Mais ce n'est pas nous qui sommes à l'origine de cette situation. Elle nous a été imposée par nos collègues occidentaux qui s'estiment gardiens de la sécurité européenne. Dans le même temps, les impératifs de sécurité de la Russie ont été traités avec mépris, quand ils n'ont pas été purement et simplement ignorés. C'est cela qui est à l'origine de la situation présente.

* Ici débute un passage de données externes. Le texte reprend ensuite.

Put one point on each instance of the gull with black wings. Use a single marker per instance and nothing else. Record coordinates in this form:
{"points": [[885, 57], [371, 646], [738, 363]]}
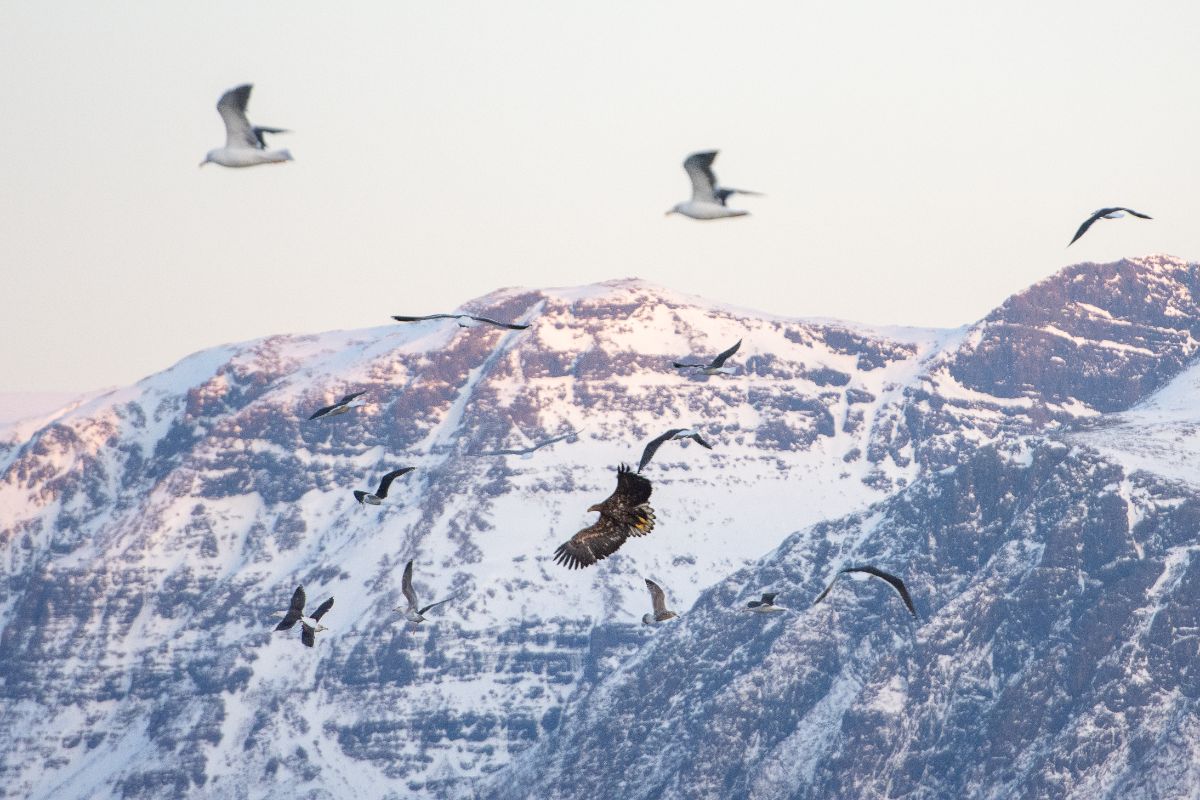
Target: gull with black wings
{"points": [[245, 145], [897, 583], [381, 494], [707, 198]]}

Depuis la fin de la guerre froide, les Etats-Unis procèdent à l'encerclement de notre pays et pratiquent la politique du confinement à notre égard. J'en veux pour preuve les développements militaires aux frontières de la Russie, avec notamment le déploiement de bombardiers stratégiques B52 qui s'entraînent à nos frontières, l'intensification des vols ou les manifestations navales en mer noire, qui suscitent des réactions de la Russie.

Au lieu d'une coopération à la sécurité commune, on assiste à des actions visant à confiner la Russie. Mais nous n'allons pas entreprendre, pour autant, une riposte militaire. Nous nous devons toutefois de réagir car nous devons défendre pour nos intérêts. La question qui se pose est que faire pour l'avenir ? Cette surenchère militaire ne va pas favoriser la stabilité en Europe et la sécurité. A cet égard, un retour à ce que nous avons connu dans le passé, une simple réaffirmation des principes ne suffiront pas à résoudre cette question à long terme. Certes, les problèmes actuels (Ukraine, maîtrise des armements...) nécessitent des solutions et nous sommes prêts à y réfléchir, mais il nous faut aussi penser à l'avenir de l'Europe - une Europe comprenant la Russie - et à la manière dont nous pouvons le construire ensemble, pour nos peuples. Nos collègues occidentaux refusent d'y réfléchir et se focalisent sur des actions visant à faire changer la Russie d'orientation, qui, bien sûr, défendra ses intérêts nationaux. Mais il y a un dialogue possible à ce sujet avec nos collègues français et nous tenons en haute estime ce dialogue. Il faut penser à l'avenir de nos enfants et petits-enfants en Europe et nous assurer qu'ils puissent se sentir à l'aise dans cet espace.

M. Christian Cambon, Sénat

Soyez assurés que personne ne milite pour un encerclement militaire de la Russie autour de cette table. Cette semaine, j'ai reçu des dirigeants géorgiens et je leur ai dit que la France ne soutiendrait pas leur volonté d'adhérer à l'OTAN. La France a d'ailleurs toujours eu sa propre vision de cette organisation, s'inspirant de la doctrine gaulliste.

Nos deux délégations ont accompli un travail d'éclaireurs, visant à rétablir le dialogue entre nos deux pays et le Président de la République, qui se rendra prochainement à Moscou, a d'ailleurs voulu prendre connaissance de notre rapport conjoint au plus vite. Celui-ci lui sera par conséquent transmis sous peu.

Enfin, je concède que nous n'avons pas forcément été toujours d'une habileté extraordinaire dans la gestion des problèmes que nous avons rencontrés dans nos relations avec la Russie.